February 6, 2018
“There is no way you will eat $12,000 worth of food in one school year.”
This was the first comment my mom made about the cost of room and board at UCCS when she saw my bill. So far, I haven’t eaten even half of this amount.
First-year students living on campus are required to have a meal plan in their room/board package price, according to Residence Life and Housing. Students living in any of the on-campus housing facilities will be given the Anytime, Unlimited Meal Plan, which allows a student to eat at The Lodge or Roaring Fork Dining Hall at any time.
The plan also includes 10 guest meal swipes a semester, $50 flex dollars that can be used at Cafe 65, Clyde’s and Sanitorium Grounds. The dollars are loaded onto your student ID card.
It sounds like a pretty sweet deal. But an unlimited meal plan is too costly for students and does not fit everyone’s living style.
Although it’s nice to have unlimited access to food, something that many students may not have the privilege to, there are disadvantages to a meal plan like this.
For one, I’m paying for much more food than I’m able to consume. I definitely do not eat $6,000 worth of food in a semester.
At CU Boulder, freshman resident students have three different options for meal plans that provide food per semester, including an allotted 19 meals a week and $150 of munch money; 15 meals of week and $200 worth of mnch money; and 10 meals a week and $270 worth of munch money.

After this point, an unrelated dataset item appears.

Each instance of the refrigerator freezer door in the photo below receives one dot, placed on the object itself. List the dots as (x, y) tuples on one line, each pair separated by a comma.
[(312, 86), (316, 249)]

This is a much better alternative since students have three different options that they can choose from depending on which option fits better with their lifestyle.
Two students cannot be placed under the same meal plan; think about the difference a football player needs to consume and be active in comparison to someone who doesn’t partake in much physical activity.

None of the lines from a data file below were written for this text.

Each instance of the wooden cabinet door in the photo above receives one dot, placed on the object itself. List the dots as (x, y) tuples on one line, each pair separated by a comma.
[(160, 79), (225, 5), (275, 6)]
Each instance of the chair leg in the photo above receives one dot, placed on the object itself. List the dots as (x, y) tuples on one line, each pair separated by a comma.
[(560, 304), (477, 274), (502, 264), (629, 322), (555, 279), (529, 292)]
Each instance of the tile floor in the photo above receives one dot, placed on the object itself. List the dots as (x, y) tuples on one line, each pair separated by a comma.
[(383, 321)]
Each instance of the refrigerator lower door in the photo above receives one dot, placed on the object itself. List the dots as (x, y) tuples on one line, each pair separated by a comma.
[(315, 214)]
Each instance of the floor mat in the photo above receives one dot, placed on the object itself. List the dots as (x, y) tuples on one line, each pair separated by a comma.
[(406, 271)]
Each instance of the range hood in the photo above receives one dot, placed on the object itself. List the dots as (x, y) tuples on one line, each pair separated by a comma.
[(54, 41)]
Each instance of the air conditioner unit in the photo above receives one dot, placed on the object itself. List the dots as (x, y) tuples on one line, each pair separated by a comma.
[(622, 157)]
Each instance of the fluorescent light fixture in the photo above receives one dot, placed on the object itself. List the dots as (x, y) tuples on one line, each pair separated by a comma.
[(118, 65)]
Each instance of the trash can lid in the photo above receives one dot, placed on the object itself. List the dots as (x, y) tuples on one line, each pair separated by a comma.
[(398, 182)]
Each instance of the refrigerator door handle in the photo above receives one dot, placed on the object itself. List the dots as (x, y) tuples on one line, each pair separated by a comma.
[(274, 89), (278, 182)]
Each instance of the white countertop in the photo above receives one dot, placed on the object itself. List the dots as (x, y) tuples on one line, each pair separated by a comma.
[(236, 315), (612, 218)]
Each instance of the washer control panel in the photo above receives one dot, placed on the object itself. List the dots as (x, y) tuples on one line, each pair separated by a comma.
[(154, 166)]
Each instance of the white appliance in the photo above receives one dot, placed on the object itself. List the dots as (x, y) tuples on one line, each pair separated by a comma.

Freshman students would agree that meal plans and housing are too high.
“(The meal plan) is way more than I would be spending on groceries to live on my own. It’s not fair to those who have no option but to live on campus,” said freshman nursing major Tayah Weist.

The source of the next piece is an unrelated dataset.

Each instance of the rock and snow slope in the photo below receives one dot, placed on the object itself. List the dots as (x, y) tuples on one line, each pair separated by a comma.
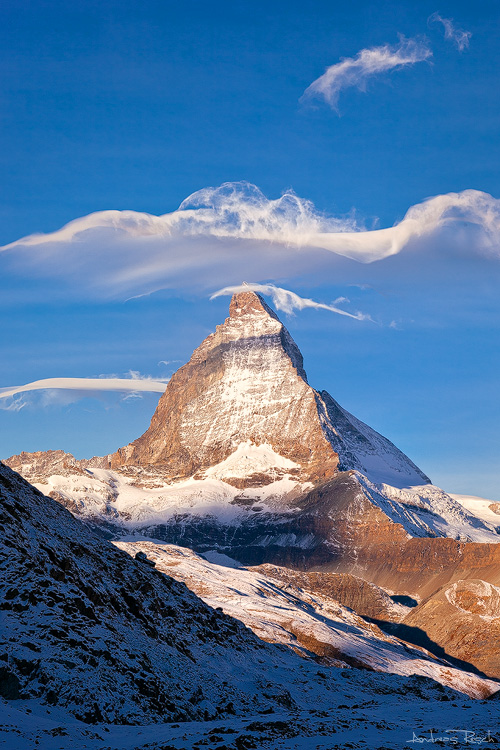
[(91, 635), (246, 382), (107, 638), (304, 621)]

Many students would rather supplement some meals like breakfast by buying some groceries that they can eat in their dorm rooms, instead of going and eating in the dining halls.
So, these students are also paying for these groceries or snacks that they have in their dorms rooms, along with the meal plan.
“I really only get lunch and dinner at the dining halls, but I’m still paying for unlimited meals. I feel like we should be charged for the meals we eat and maybe at the end of the semester they give us back the money we didn’t use on food,” said Weist.
College is already so expensive with tuition and fees, such as books and materials that students do not need a meal plan that is adding to the deficit.
“I work 30 hours a week and I don’t always even have time to eat my meals before the dining halls close,” said freshmen anthropology major, Brianna Miller.
“I’m paying for all of my school and it would be much better if I could choose a meal plan that fits with my schedule.”
Although unlimited food sounds ideal, for some students, more options would better fit their needs.